I only have the OpenACC API. Can you recommend a practical reference or a book to help me get the programming nuances? I don’t think I would have figured the pointer issue without your assist.

Thanks!

There’s two OpenACC books (see: https://www.openacc.org/resources).

I did write the Data Management Chapter (#5) in Parallel Programming with OpenACC , most of the examples are written in C, though it might be helpful in understanding some of the concepts. The examples from the book are available at no cost at: https://github.com/rmfarber/ParallelProgrammingWithOpenACC/tree/master/Chapter05

OpenACC for Programmers: Concepts and Strategies is newer and probably what I’d recommend you get first.
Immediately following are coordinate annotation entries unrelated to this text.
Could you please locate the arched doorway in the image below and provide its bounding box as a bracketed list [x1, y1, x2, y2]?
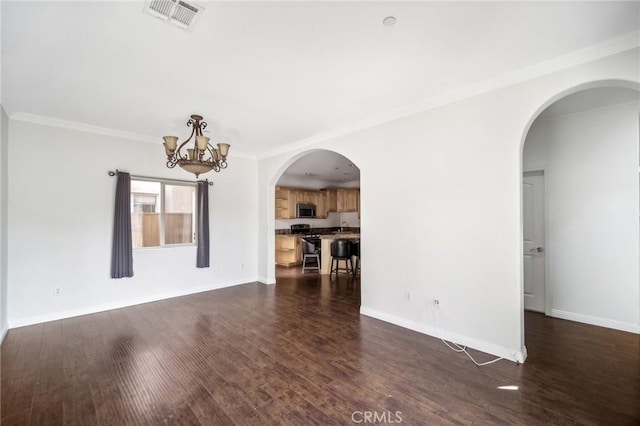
[272, 150, 361, 290]
[521, 81, 640, 332]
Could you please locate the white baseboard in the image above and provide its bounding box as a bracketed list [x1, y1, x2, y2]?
[551, 309, 640, 334]
[360, 306, 527, 363]
[0, 324, 9, 345]
[9, 278, 255, 329]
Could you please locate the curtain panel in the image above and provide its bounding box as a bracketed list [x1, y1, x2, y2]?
[111, 172, 133, 278]
[196, 181, 209, 268]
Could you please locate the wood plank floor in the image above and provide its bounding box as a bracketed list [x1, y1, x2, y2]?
[0, 274, 640, 426]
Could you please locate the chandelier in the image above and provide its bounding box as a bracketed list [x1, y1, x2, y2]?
[163, 114, 231, 178]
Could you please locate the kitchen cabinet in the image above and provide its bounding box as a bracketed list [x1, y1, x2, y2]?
[276, 186, 360, 219]
[275, 235, 302, 266]
[321, 188, 338, 217]
[336, 188, 360, 212]
[276, 187, 299, 219]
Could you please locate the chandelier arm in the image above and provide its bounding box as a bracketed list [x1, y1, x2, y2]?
[207, 143, 216, 163]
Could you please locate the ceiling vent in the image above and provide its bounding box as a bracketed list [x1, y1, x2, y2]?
[144, 0, 204, 30]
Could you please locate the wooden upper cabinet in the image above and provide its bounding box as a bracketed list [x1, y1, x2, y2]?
[323, 188, 338, 215]
[336, 188, 360, 212]
[316, 189, 329, 219]
[276, 186, 360, 219]
[276, 186, 299, 219]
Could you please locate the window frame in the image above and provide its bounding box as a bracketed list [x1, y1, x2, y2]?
[130, 177, 198, 250]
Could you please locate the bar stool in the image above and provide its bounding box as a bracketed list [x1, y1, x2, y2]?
[329, 240, 353, 279]
[300, 238, 320, 274]
[351, 240, 360, 277]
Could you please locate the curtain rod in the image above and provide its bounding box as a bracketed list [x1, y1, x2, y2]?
[109, 169, 213, 186]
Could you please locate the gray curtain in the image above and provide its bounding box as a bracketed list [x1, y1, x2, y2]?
[196, 181, 209, 268]
[111, 172, 133, 278]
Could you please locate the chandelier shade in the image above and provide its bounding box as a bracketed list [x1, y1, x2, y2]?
[163, 114, 231, 178]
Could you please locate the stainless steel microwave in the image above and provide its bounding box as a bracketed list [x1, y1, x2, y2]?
[296, 204, 316, 218]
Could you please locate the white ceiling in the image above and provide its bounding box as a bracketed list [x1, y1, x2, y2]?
[1, 0, 640, 157]
[283, 150, 360, 183]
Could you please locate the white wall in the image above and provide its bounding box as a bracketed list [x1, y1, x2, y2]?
[259, 49, 639, 360]
[8, 120, 257, 327]
[523, 98, 640, 331]
[0, 105, 9, 343]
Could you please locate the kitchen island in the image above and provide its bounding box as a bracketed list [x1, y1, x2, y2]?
[320, 231, 360, 274]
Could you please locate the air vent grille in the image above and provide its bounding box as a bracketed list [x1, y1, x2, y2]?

It’s designed more as a textbook for classrooms.

The resources link does have several online classes as well.

There’s also several GPUBootcamps (GPU Bootcamp | NVIDIA Developer) throughout the year, and if you can put together a team, the GPUHackathons (https://gpuhackathons.org/) are very good (I mentor 4-6 of them a year).
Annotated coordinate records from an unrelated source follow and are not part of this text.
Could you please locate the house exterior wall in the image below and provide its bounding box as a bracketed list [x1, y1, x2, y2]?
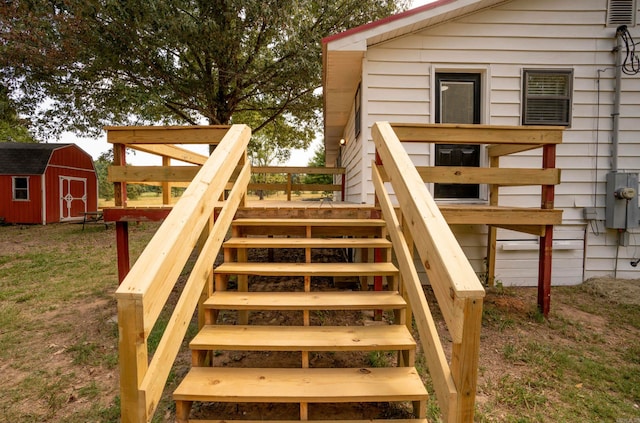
[344, 0, 640, 285]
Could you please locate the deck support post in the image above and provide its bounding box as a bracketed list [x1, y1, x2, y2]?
[538, 144, 556, 317]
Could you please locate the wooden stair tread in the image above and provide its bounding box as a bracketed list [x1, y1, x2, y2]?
[204, 291, 406, 310]
[190, 325, 416, 351]
[215, 262, 398, 276]
[231, 218, 386, 226]
[173, 367, 428, 403]
[224, 238, 391, 248]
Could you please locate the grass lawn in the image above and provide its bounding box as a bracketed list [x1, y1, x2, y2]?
[0, 223, 640, 423]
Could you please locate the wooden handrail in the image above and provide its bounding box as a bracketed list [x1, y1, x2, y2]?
[116, 125, 251, 423]
[372, 122, 485, 422]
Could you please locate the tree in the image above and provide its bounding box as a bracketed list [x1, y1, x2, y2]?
[304, 145, 333, 184]
[0, 85, 36, 142]
[0, 0, 408, 157]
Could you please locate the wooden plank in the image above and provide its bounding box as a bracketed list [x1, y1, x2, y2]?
[372, 163, 458, 421]
[116, 125, 251, 333]
[129, 144, 208, 165]
[451, 298, 482, 422]
[140, 163, 251, 414]
[224, 238, 391, 248]
[214, 262, 398, 276]
[204, 291, 406, 310]
[173, 367, 428, 403]
[439, 204, 562, 226]
[493, 224, 546, 236]
[107, 166, 200, 183]
[189, 325, 416, 351]
[391, 123, 564, 144]
[372, 122, 485, 342]
[232, 219, 386, 227]
[104, 125, 231, 144]
[487, 144, 542, 157]
[252, 166, 346, 175]
[378, 166, 560, 186]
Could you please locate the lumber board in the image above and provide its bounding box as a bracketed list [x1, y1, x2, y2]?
[204, 291, 406, 310]
[224, 237, 391, 248]
[127, 144, 208, 165]
[377, 165, 560, 186]
[104, 125, 231, 144]
[173, 367, 428, 403]
[232, 218, 386, 227]
[438, 204, 562, 226]
[189, 325, 416, 351]
[107, 166, 200, 183]
[252, 166, 346, 175]
[372, 164, 458, 420]
[391, 123, 564, 144]
[214, 262, 398, 276]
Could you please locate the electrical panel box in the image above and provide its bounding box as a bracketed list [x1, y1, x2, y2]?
[605, 172, 640, 229]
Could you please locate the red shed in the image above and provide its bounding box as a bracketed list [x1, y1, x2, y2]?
[0, 142, 98, 225]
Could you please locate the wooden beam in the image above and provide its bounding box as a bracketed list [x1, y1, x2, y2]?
[107, 166, 200, 183]
[439, 204, 562, 226]
[487, 144, 542, 157]
[372, 166, 458, 421]
[129, 144, 207, 165]
[104, 125, 230, 144]
[378, 166, 560, 186]
[392, 123, 564, 144]
[372, 122, 485, 342]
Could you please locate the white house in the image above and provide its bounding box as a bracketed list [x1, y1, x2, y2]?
[323, 0, 640, 285]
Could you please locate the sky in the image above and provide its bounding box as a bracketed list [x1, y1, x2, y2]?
[57, 0, 435, 166]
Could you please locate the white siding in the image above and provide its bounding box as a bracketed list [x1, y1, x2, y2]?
[362, 0, 640, 285]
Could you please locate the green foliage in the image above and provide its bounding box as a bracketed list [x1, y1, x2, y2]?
[304, 145, 333, 184]
[0, 0, 409, 159]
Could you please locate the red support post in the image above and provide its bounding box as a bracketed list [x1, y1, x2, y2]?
[538, 144, 556, 317]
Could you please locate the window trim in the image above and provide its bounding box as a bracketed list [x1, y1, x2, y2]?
[521, 68, 574, 127]
[11, 176, 31, 201]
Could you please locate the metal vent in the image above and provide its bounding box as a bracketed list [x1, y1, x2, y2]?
[607, 0, 638, 26]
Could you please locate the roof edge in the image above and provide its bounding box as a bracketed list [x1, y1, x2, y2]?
[322, 0, 457, 46]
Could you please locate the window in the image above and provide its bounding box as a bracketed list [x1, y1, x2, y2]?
[433, 73, 480, 199]
[12, 176, 29, 201]
[353, 84, 362, 138]
[607, 0, 638, 27]
[522, 69, 573, 126]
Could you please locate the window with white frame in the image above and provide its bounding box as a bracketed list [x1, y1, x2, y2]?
[12, 176, 29, 201]
[522, 69, 573, 126]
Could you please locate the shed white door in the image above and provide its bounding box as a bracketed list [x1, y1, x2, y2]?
[60, 176, 87, 222]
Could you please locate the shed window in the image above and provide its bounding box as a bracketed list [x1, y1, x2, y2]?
[607, 0, 638, 27]
[522, 69, 573, 126]
[13, 176, 29, 201]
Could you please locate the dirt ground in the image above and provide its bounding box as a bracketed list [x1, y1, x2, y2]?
[0, 224, 640, 422]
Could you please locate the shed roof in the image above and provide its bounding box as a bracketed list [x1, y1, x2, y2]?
[322, 0, 511, 164]
[0, 142, 73, 175]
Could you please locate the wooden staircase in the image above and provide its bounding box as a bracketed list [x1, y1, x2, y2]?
[174, 218, 428, 423]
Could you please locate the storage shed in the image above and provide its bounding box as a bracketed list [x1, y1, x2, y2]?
[0, 142, 98, 225]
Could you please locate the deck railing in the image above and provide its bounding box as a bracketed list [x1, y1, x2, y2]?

It looks like you can also remove both the declare line and the update line, the compiler will copy in the kernel it needs.

Here is the code:

module Vars
real(8), pointer :: pA(:)
real(8), allocatable, target :: A(:)
integer n

 !!$acc declare create(A)
 end module Vars

 program foo

 use Vars

 n=3

 allocate(A(n))
 pA => A

 !!$acc serial present(pA)
 !$acc serial 
   A(1)=1
   pA(2)=2
   pA(3)=3
 !$acc end serial

 !!$acc update host(A)
 !!$acc kernels
 ! do i=1, n
 !    pA(i) = i
 ! end do
 !!$acc end kernels

 print *, A
 deallocate(A)
 end program foo

nvfortran -acc -o present *present.f90(rapids) root@nwzvenmy9r:/notebooks/ParallelProgrammingWithOpenACC/Chapter13/example_openacc11/TP# ./present
1.000000000000000 2.000000000000000 3.000000000000000

Yes, the compiler will do an implicit copy of the data. Though this is bad for performance since the copy would be done every time the kernel is called. Not an issue here, but in a real code the program will end up spending most of the time copying data.

Ideally, you want to copy the data once and the beginning of the program and once at the end, and then have all computation on the data performed on the device. Data movement is one of the biggest performance bottlenecks for GPU programming and it’s best to minimize it as much as possible.